Outre-mer : la continuité territoriale "n'existe pas dans les faits"

Malgré des progrès accomplis depuis quelques années, la politique de continuité territoriale ne parvient pas à résorber les fractures sociales et économiques entre l'outre-mer et l'Hexagone, constatent deux députés qui préconisent un véritable "droit opposable" à la mobilité.

Déficits d’accès aux services publics de transport, de santé, de formation, de communication… Malgré une "réelle amélioration des aides aux mobilités", la politique nationale de continuité territoriale (PNCT) "peine aujourd’hui à répondre à des besoins extensifs". Et elle échoue à assurer une "égalité de traitement" entre les territoires ultramarins et l’Hexagone, constatent les députés Olivier Serva (Guadeloupe, Liot) et Annie Vidal (Seine-Maritime, Ensemble pour la République) dans un rapport d’évaluation sur l'application du principe de continuité territoriale. Principe qui, selon eux, "n’existe pas dans les faits"… 

Fort sentiment d'injustice

Créé en 1976 pour la Corse, il n’a été étendu aux territoires ultramarins qu'au début des années 2000. En 2023, un rapport sénatorial estimait que "les dépenses étatiques annuelles par habitant en faveur de la continuité territoriale avec la Corse (275 euros) étaient 16 fois supérieures à celles destinées aux habitants des outre-mer (16 euros)", rappellent les députés. De quoi générer un "fort sentiment d’injustice" chez les ultramarins.

Cette politique destinée à atténuer les effets de l’éloignement et de l’insularité des quelque 2,7 millions d’ultramarins et des 343.700 Corses se chiffre à 369 millions d’euros en 2024. Lors du Comité interministériel des outre-mer (Ciom) du 16 juillet 2023, une batterie de mesures ont été prises pour renforcer les dispositifs de continuité territoriale et créer de nouvelles aides, notamment le "passeport pour le retour", dont le décret a enfin été publié le 7 septembre (lire notre article).

Entretemps, l’action de Ladom (Agence de l’outre‑mer pour la mobilité) chargée de distribuer les aides à la mobilité a enregistré des "progrès remarquables", avec 83.323 bénéficiaires en 2024, soit 10.000 de plus qu’en 2023.

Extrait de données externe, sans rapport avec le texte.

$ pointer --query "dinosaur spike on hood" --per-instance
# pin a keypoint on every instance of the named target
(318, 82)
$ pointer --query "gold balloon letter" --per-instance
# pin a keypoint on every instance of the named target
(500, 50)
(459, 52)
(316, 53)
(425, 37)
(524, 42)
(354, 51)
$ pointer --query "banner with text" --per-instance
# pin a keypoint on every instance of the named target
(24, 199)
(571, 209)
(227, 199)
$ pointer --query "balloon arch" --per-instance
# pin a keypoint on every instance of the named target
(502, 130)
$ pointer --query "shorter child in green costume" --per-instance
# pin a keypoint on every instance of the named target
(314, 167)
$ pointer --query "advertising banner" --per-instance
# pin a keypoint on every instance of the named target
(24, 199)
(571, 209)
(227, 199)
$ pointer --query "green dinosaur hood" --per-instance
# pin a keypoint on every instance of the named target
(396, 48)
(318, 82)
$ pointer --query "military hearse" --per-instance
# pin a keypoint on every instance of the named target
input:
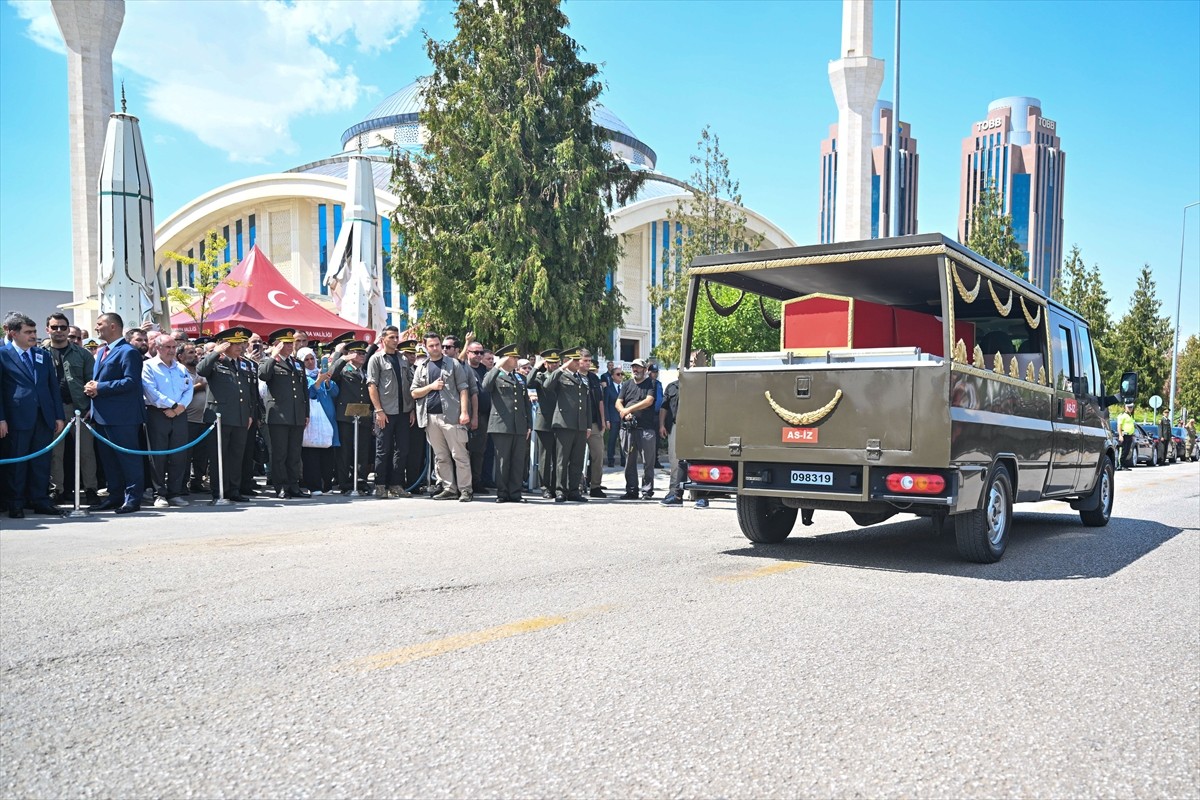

Pour autant ces mécanismes pléthoriques s’avèrent souvent "inadaptés à la réalité des déplacements et inefficaces pour réduire les coûts supplémentaires qui résultent de l’éloignement". Ainsi les billets d’avion – en partie compensés - se sont-ils envolés depuis 2021. Et les ultramarins doivent aussi composer avec la "saisonnalité" des dessertes. Mais c’est dans tous les champs de la vie quotidienne que les écarts avec l’hexagone se manifestent : précarité beaucoup plus présente, taux de pauvreté qui atteint les 34% en Guadeloupe et même 77% à Mayotte contre 14,9% sur l’ensemble de la France... Cette "inégalité des chances" se traduit notamment dans l’accès à la formation. Lorsqu’un concours est organisé à 9 heures du matin en métropole, il a lieu à 3 heures du matin en Guadeloupe, les élèves étant "mis dans des sas", a notamment fait observer Olivier Serva, lors de la présentation du rapport, le 23 octobre. 

Droit opposable

Alors que le Parlement débat en ce moment du projet de loi contre la vie chère en outre-mer, les députés estiment que le sujet des prix plus élevés en outre-mer (jusqu’à 16% en Guadeloupe et même 42% pour les produits alimentaires) est une "répercussion quotidienne de la discontinuité territoriale". L’aide au fret versée aux entreprises pour compenser les surcoûts liés aux importations se montre "complexe et inefficace". Seules 107 entreprises ont ainsi été subventionnées en 2024, dont 2 à Mayotte et Saint-Pierre-et-Miquelon.

En dépit des crédits alloués dans les contrats de convergence et de transformation (CCT), le rapport pointe aussi des retards dans la modernisation des infrastructures (aéroports, ports, numérique) et de grandes inégalités selon les collectivités. Les dispositifs de désenclavement "ne possèdent qu’une incidence très limitée", déplorent les députés.

Alors pour renforcer l’application du principe de continuité territoriale, les rapporteurs formulent dix-sept propositions dont la création d’un "droit opposable" pour tous les résidents, comme c’est le cas en Corse. Pour plus de lisibilité dans les aides, ils recommandent la création d’un "guichet unique d’information numérique sur l’ensemble des dispositifs de mobilité étudiante et professionnelle, réunissant Ladom, les Crous, les régions et les établissements d’enseignement supérieur". 

Modèle corse

Pour ce qui est des transports, ils appellent l’Etat à garantir la concurrence pour diminuer les tarifs et à affermir son soutien aux compagnies aériennes locales. Ils invitent là encore à s’inspirer du "modèle corse" de délégations de service public (DSP) passées avec des compagnies aériennes et maritimes, pour exploiter certaines liaisons et mettre en œuvre des obligations de service public (OSP). Cette politique s’est aussi traduite par des tarifs "résidents" au bénéfice des Corses. Elle est financée intégralement par une "dotation de continuité territoriale" qui se chiffre à 187 millions d’euros par an.

Les rapporteurs préconisent de renforcer les connexions régionales afin que la continuité territoriale ne soit pas exclusivement tournée vers l’hexagone mais orientée vers les bassins géographiques de chaque territoire. Ce qui passe par le développement de liaisons aériennes et maritimes avec leur environnement proche. Les rapporteurs soutiennent aussi le déploiement de solutions numériques d’accès aux services publics.